Yahoo insists on 3 dimensions when selecting SDS:
- Cost trade-off,
- Access Methods what Yahoo calls Interfaces and
- Storage abstractions with Block, File or Objects.
Yahoo names its approach Cloud Object Storage or COS and started with Flikr with a multi-PB configuration. In 2015, COS support more than 100 PB for Flikr, Yahoo Mail and Tumblr. Wow impressive.
After a deep study between OpenStack Swift, Ceph and a few commercial solutions, Yahoo selected Ceph. The configuration chosen by Yahoo is a federation of Clusters, all Ceph based, that gives to Yahoo the level of flexibility needed by the company. In addition to that, they develop and embed into applications their on hashing algorithm to place data on the right cluster. Each Ceph Cluster is 3PB raw giving a simple and fast recovery and could be seen as the increment size within the supercluster. In addition, Yahoo prefers Erasure Coding in a 8+3 mode. In term fo storage media supported, Yahoo uses SSD, HDD and SMR.
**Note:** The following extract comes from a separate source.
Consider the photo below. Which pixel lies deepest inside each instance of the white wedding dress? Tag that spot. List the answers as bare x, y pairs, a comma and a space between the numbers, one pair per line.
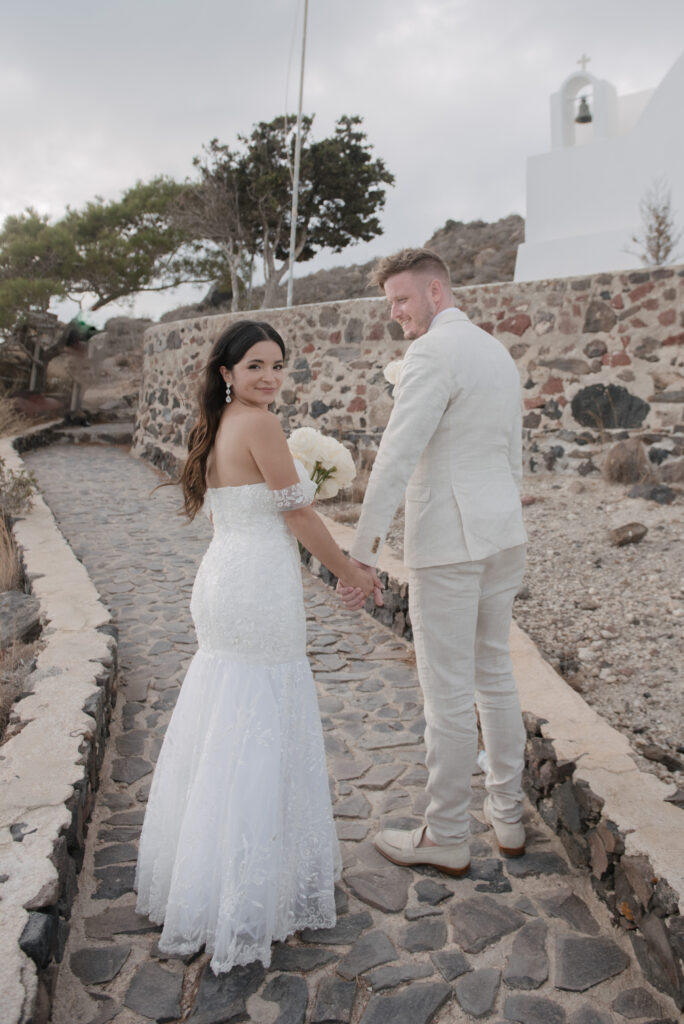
239, 847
Yahoo also contributes to the project and changes a few things to boost the response time and reduce latency. For instance, in S3, a bucket that stores object in Amazon terminology belongs to 1 node, Yahoo changes that and the bucket is now sharded across multiple node to increase parallelism. Next deployments will be around geo-replication for business continuity, small object configurations and lifecycle management. Very real use case for Ceph at a very large scale. Impressive.